I have a suggestion on terminology that my make your friend feel less annoyed. Don't ask about 6V coils, ask about ballasted and non-ballasted ignitions. It's the same thing, just different terminology.
If your car has a ballasted ignition, its coil will have a primary resistance around 1.5 Ohms as stated above. (Disconnect the coil low tension wires from the coil to measure this... don't measure it with the wires on). The wiring to these coils will include either an external ballast resistor or a resistor wire (pink? in color) from the ignition switch. There will also be a wire between the coil (+) terminal and the starter solenoid. These coils are sometimes referred to as 6V coils. It obviously doesn't mean the car runs on 6V.
I don't know when BL started using ballasted ignitions but I don't doubt a '79 might have one.

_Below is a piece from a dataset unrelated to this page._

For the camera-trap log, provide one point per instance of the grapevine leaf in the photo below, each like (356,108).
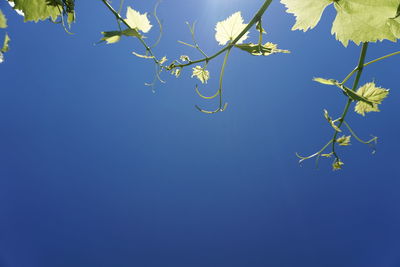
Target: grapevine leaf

EDIT: Sorry, I meant to add that if you want to determine what type of coil you NEED, perform this additional test. Make sure all the "normal" wires for your car are connected to the coil. Connect a volt-meter between coil (+) and chassis ground. Now connect a jumper wire between coil (-) and chassis ground. Turn on the volt meter, then turn on your ignition. If the reading is 6 to 9V you need a ballasted coil because somewhere there is a ballast resistor/wire. If you measure 12V, you need a standard coil. You need the jumper wire in the circuit to make this measurement so you'll know current is flowing through the coil. If current isn't flowing (points open) you'll always read 12V... regardless of whether there's a ballast resistor or not.